Plasma protein levels in sepsis patients with acute kidney injury as compared to patients without acute kidney injury. (A) Volcano plot demonstrates the log2 of the relative amount of plasma proteins and the − 10log p-value. Proteins with p-value < 0.01 are labelled in the volcano plot. (B) Boxplots demonstrating the nine upregulated proteins in patients with sepsis-AKI and sepsis. The boxplots represent the interquartile range of the protein levels and the whiskers represent the min/max range.
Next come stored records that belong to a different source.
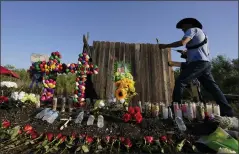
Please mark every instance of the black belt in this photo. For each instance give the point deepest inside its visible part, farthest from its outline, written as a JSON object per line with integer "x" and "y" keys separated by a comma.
{"x": 198, "y": 45}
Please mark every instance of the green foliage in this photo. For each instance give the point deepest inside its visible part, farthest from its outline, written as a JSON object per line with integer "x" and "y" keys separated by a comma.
{"x": 226, "y": 74}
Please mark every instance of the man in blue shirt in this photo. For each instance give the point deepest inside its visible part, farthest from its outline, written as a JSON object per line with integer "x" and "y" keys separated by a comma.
{"x": 199, "y": 65}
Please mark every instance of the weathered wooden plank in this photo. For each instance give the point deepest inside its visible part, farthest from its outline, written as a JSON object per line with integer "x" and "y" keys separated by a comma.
{"x": 171, "y": 76}
{"x": 149, "y": 65}
{"x": 133, "y": 66}
{"x": 117, "y": 51}
{"x": 153, "y": 76}
{"x": 142, "y": 76}
{"x": 137, "y": 74}
{"x": 148, "y": 73}
{"x": 159, "y": 73}
{"x": 102, "y": 66}
{"x": 165, "y": 79}
{"x": 122, "y": 53}
{"x": 145, "y": 73}
{"x": 174, "y": 64}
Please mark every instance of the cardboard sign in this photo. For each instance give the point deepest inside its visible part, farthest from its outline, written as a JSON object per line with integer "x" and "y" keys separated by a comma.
{"x": 35, "y": 57}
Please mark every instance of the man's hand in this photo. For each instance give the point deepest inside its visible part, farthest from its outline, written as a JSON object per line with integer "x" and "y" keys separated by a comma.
{"x": 162, "y": 46}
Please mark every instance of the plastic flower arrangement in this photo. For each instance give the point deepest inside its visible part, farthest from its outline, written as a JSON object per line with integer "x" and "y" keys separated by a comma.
{"x": 8, "y": 84}
{"x": 124, "y": 83}
{"x": 24, "y": 97}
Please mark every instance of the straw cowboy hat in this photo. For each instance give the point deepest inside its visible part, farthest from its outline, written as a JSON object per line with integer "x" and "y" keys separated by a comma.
{"x": 192, "y": 21}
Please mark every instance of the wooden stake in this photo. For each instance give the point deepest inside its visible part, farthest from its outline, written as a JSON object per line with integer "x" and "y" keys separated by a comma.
{"x": 54, "y": 104}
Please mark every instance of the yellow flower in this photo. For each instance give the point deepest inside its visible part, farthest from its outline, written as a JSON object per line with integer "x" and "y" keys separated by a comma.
{"x": 120, "y": 94}
{"x": 131, "y": 88}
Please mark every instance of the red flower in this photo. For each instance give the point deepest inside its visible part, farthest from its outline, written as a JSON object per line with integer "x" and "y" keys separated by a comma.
{"x": 63, "y": 138}
{"x": 107, "y": 138}
{"x": 121, "y": 139}
{"x": 127, "y": 143}
{"x": 163, "y": 138}
{"x": 126, "y": 117}
{"x": 89, "y": 139}
{"x": 6, "y": 124}
{"x": 131, "y": 110}
{"x": 33, "y": 134}
{"x": 49, "y": 136}
{"x": 137, "y": 109}
{"x": 19, "y": 131}
{"x": 82, "y": 136}
{"x": 3, "y": 99}
{"x": 58, "y": 136}
{"x": 149, "y": 139}
{"x": 138, "y": 117}
{"x": 28, "y": 128}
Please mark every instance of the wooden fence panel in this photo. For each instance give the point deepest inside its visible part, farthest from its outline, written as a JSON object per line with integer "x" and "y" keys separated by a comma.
{"x": 153, "y": 77}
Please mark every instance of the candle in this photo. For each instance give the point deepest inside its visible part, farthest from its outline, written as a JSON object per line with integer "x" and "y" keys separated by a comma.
{"x": 148, "y": 108}
{"x": 170, "y": 114}
{"x": 54, "y": 104}
{"x": 38, "y": 103}
{"x": 179, "y": 113}
{"x": 63, "y": 104}
{"x": 70, "y": 103}
{"x": 165, "y": 112}
{"x": 184, "y": 110}
{"x": 202, "y": 107}
{"x": 216, "y": 110}
{"x": 209, "y": 108}
{"x": 175, "y": 107}
{"x": 140, "y": 106}
{"x": 190, "y": 111}
{"x": 155, "y": 110}
{"x": 194, "y": 109}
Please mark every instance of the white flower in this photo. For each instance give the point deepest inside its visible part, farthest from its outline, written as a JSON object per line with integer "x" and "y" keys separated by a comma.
{"x": 225, "y": 150}
{"x": 8, "y": 84}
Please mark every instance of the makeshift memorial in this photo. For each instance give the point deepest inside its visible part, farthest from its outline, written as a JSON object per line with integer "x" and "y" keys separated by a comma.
{"x": 49, "y": 70}
{"x": 91, "y": 120}
{"x": 8, "y": 84}
{"x": 79, "y": 118}
{"x": 124, "y": 83}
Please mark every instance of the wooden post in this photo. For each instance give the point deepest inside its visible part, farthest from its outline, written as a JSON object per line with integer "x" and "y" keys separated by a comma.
{"x": 63, "y": 104}
{"x": 38, "y": 103}
{"x": 70, "y": 104}
{"x": 54, "y": 103}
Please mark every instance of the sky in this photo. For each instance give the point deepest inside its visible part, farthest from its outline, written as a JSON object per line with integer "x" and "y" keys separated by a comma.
{"x": 44, "y": 27}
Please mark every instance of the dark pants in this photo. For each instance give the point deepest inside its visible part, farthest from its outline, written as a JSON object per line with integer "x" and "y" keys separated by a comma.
{"x": 202, "y": 71}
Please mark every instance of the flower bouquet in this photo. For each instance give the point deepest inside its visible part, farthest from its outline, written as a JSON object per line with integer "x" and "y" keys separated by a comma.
{"x": 7, "y": 87}
{"x": 124, "y": 83}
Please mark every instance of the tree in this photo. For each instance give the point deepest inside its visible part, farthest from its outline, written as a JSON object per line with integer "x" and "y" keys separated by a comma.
{"x": 10, "y": 67}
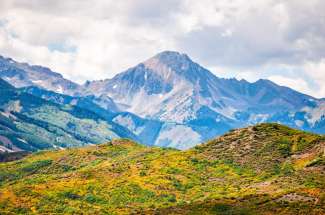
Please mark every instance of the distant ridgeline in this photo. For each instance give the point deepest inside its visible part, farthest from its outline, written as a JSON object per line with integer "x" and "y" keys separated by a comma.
{"x": 168, "y": 100}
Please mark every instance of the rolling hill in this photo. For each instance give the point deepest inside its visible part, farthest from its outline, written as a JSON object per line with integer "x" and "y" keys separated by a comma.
{"x": 31, "y": 123}
{"x": 262, "y": 169}
{"x": 170, "y": 94}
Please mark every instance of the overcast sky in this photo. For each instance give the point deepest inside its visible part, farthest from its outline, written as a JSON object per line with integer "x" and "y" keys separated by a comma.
{"x": 282, "y": 40}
AKI acute kidney injury.
Biological processes in the development of AKI during early sepsis
To analyse important pathways that were associated with the future development of AKI in sepsis, PCA proteins with a fold change > 1 were used to perform GO and pathway analyses using Enrichr. GO analysis showed an increase in the following molecular functions in patients with sepsis-AKI compared to matched pairs: immunoglobulin receptor binding (GO:0034987) (p = 0.041), carbonate dehydratase activity (GO:0004089) (p = 0.009) and platelet-derived growth factor receptor binding (GO:0005161) (p = 0.009) (Table 4). Further, Enrichr pathway analysis revealed nineteen pathways to be associated with sepsis-AKI (Table 5). Ranking the pathways using the combined scores demonstrated seven pathways above 200, revealing activation of endothelium (i.e. VEGF signalling, Angiopoietin receptor Tie2 and PDGF signalling). Together, Enrichr GO showed three molecular functions and nineteen biological pathways to be associated with sepsis-AKI, demonstrating an important role for endothelium in early prediction of progression towards sepsis-AKI.
Table 4.
GO analysis molecular function by Enrichr.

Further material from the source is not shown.